# Understanding Asymmetric Numerical Systems (ANS, specifically rANS)

ANS is a family of entropy codes developed by Jarek Duda (2009-2014) that offers:
- High compression efficiency (similar to arithmetic coding)
- High speed (often faster, especially on modern CPUs)

Core Concept:
- Maps symbols to states (integers)
- Encodes these states

Variants:
1. tANS (tabled ANS)
   - Used for static probability distributions
   - Relies on precomputed tables

2. rANS (range ANS)
   - Flexible for adaptive probabilities
   - More suitable for dynamic Transformer outputs

Encoding Process (rANS):
- Distributes integers (states) across symbols based on probabilities
- Selects new state based on old state and symbol probability
- Encodes state into bits (typically LIFO order)

Decoding Process (rANS):
- Reads bits to reconstruct state
- Uses probability distribution and current state
- Determines which symbol was encoded

In [1]:
import torch
import torch.nn as nn
import torch.nn.functional as F
import numpy as np
from datasets import load_dataset


Load Dataset

In [2]:
num_proc = -1 # CPUs go brrrr
ds = load_dataset('commavq/commavq.py', data_dir='./commavq', trust_remote_code=True)

In [3]:
# ds['i'] is the ith data shard
# ds['i'][x] is the x video (1 minute long / 1200 frames) in data shard 'i'
# ds['i'][x]['path'] is the path to the video file


tokens = []
examples = 1  # len(ds['0'])
for i in range(examples):
    t = np.load(ds['0'][i]['path'])
    t = torch.from_numpy(t)
    tokens.append(t)

tokens = torch.cat(tokens, dim=0)
tokens.shape


torch.Size([1200, 8, 16])

Create Static Probability Model 

In [5]:
# Calculate global token frequencies
unique_tokens, counts = torch.unique(tokens, return_counts=True) # unique_tokens is sorted

# Calculate probabilities
total_tokens = tokens.numel()
probabilities = counts.float() / total_tokens

# Create probability matrix [token_id, probability]
# Original token IDs are integers. Convert unique_tokens to float for stacking.
probability_matrix = torch.stack((unique_tokens.float(), probabilities), dim=1)

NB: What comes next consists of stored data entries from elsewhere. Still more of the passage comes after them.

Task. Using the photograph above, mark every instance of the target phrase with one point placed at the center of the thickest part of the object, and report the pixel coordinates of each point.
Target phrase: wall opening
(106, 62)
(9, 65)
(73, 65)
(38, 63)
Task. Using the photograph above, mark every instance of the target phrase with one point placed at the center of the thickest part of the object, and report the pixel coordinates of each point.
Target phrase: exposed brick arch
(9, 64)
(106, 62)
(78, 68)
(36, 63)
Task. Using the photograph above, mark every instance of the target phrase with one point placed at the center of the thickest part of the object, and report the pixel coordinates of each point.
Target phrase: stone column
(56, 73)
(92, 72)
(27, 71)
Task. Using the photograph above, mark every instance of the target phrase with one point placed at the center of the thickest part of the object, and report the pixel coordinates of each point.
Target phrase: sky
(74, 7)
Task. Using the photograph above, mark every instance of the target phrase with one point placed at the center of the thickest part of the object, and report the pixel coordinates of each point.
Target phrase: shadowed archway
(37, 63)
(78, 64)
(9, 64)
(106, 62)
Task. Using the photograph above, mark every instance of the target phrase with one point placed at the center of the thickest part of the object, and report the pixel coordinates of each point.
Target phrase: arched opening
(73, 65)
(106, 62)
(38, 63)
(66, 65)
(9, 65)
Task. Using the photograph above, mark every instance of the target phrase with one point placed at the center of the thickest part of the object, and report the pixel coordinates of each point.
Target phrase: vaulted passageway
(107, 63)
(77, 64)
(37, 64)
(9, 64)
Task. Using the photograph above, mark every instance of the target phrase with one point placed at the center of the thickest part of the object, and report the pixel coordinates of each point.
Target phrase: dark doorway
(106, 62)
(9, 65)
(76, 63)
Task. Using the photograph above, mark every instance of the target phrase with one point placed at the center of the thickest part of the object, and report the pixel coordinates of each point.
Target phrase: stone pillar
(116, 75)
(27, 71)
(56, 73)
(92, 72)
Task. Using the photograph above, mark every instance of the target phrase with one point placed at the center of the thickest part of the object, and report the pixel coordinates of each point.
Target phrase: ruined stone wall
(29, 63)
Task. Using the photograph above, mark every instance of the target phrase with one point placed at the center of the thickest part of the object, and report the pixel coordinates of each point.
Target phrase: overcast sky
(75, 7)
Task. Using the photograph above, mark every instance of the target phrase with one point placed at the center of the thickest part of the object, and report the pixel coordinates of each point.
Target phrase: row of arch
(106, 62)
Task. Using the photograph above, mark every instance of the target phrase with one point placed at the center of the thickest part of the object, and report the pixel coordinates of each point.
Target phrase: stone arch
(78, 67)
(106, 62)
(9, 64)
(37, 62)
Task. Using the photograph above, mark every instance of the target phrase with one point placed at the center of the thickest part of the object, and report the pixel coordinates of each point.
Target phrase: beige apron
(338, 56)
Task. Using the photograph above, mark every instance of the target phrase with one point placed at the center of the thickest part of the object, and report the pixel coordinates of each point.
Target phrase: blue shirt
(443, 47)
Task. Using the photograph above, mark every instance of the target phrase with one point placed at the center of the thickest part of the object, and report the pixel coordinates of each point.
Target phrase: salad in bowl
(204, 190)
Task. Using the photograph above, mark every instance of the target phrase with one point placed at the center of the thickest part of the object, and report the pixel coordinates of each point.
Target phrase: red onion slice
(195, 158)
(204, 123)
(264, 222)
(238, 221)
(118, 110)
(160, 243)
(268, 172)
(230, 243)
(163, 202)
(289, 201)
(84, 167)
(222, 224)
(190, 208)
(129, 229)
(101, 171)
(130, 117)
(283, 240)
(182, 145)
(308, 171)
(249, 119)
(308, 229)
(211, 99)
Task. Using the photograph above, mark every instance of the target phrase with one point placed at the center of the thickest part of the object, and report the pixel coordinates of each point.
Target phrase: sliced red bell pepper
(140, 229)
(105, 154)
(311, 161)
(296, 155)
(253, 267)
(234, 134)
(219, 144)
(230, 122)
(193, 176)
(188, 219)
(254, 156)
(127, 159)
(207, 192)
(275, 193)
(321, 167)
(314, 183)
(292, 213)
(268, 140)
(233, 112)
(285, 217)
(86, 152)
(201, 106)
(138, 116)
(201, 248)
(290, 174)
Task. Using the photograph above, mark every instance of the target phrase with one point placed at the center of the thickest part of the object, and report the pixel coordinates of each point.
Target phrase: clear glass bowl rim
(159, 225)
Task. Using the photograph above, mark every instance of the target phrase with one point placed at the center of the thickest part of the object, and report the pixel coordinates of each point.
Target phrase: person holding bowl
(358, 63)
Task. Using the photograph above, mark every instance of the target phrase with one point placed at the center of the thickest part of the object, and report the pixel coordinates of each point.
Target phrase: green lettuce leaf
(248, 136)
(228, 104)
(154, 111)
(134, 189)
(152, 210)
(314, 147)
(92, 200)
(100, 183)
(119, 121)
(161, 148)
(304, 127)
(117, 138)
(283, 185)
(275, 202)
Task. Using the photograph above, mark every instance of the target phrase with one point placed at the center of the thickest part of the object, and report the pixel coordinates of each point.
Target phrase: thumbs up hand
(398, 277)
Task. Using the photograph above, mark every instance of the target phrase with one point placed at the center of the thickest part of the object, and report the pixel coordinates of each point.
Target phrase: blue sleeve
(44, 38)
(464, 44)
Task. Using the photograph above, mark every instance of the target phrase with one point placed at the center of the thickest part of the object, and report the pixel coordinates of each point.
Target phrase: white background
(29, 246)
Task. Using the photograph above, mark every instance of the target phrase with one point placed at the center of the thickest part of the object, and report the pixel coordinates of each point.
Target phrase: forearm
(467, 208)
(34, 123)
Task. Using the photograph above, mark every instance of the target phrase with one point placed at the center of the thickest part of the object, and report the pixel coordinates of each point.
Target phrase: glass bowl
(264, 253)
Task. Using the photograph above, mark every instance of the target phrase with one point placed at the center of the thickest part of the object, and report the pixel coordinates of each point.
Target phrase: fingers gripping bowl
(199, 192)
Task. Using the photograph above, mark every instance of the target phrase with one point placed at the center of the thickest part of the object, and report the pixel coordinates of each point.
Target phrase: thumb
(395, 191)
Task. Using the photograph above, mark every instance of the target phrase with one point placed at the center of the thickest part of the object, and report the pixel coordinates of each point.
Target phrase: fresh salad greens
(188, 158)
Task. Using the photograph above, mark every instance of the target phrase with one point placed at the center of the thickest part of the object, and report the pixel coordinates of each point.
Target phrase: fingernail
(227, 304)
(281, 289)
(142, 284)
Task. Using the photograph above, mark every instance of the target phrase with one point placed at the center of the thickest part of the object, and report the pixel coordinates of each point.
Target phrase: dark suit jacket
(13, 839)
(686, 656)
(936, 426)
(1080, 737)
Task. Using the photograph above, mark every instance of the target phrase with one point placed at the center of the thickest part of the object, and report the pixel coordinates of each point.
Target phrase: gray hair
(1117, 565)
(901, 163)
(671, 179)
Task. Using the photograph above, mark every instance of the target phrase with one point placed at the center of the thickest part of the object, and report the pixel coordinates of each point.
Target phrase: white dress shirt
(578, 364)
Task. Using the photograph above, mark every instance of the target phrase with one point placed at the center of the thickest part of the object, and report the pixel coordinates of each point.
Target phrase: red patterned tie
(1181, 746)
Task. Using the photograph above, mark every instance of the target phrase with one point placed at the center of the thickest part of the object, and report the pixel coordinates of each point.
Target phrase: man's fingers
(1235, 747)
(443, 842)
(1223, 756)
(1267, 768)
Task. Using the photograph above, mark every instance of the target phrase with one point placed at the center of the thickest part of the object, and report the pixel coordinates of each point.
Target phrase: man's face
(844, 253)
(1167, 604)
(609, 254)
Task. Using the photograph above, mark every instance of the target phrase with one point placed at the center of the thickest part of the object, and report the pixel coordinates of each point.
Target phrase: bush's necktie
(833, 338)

print(f"Total unique tokens: {probability_matrix.shape[0]}") # Use matrix shape
print(f"Total tokens in the dataset: {total_tokens}")
print("Probability model (token_id: probability):")
# For brevity, let's print the first 10 and last 10 if the model is large
# Create items list for printing, from the sorted probability_matrix
items = []
for i in range(probability_matrix.shape[0]):
    token_id = int(probability_matrix[i, 0].item()) # Convert token_id back to int for display
    prob = probability_matrix[i, 1].item()
    items.append((token_id, prob))

if len(items) > 20:
    for token_id, prob in items[:10]:
        print(f"  {token_id}: {prob:.6f}")
    print("  ...")
    for token_id, prob in items[-10:]:
        print(f"  {token_id}: {prob:.6f}")
else:
    for token_id, prob in items:
        print(f"  {token_id}: {prob:.6f}")

Total unique tokens: 1019
Total tokens in the dataset: 153600
Probability model (token_id: probability):
  0: 0.000742
  1: 0.000540
  2: 0.002103
  3: 0.000378
  4: 0.003542
  5: 0.000312
  6: 0.000560
  7: 0.000156
  8: 0.000384
  9: 0.000553
  ...
  1014: 0.001803
  1015: 0.000957
  1016: 0.001126
  1017: 0.001510
  1018: 0.001133
  1019: 0.000807
  1020: 0.000176
  1021: 0.001211
  1022: 0.000794
  1023: 0.000885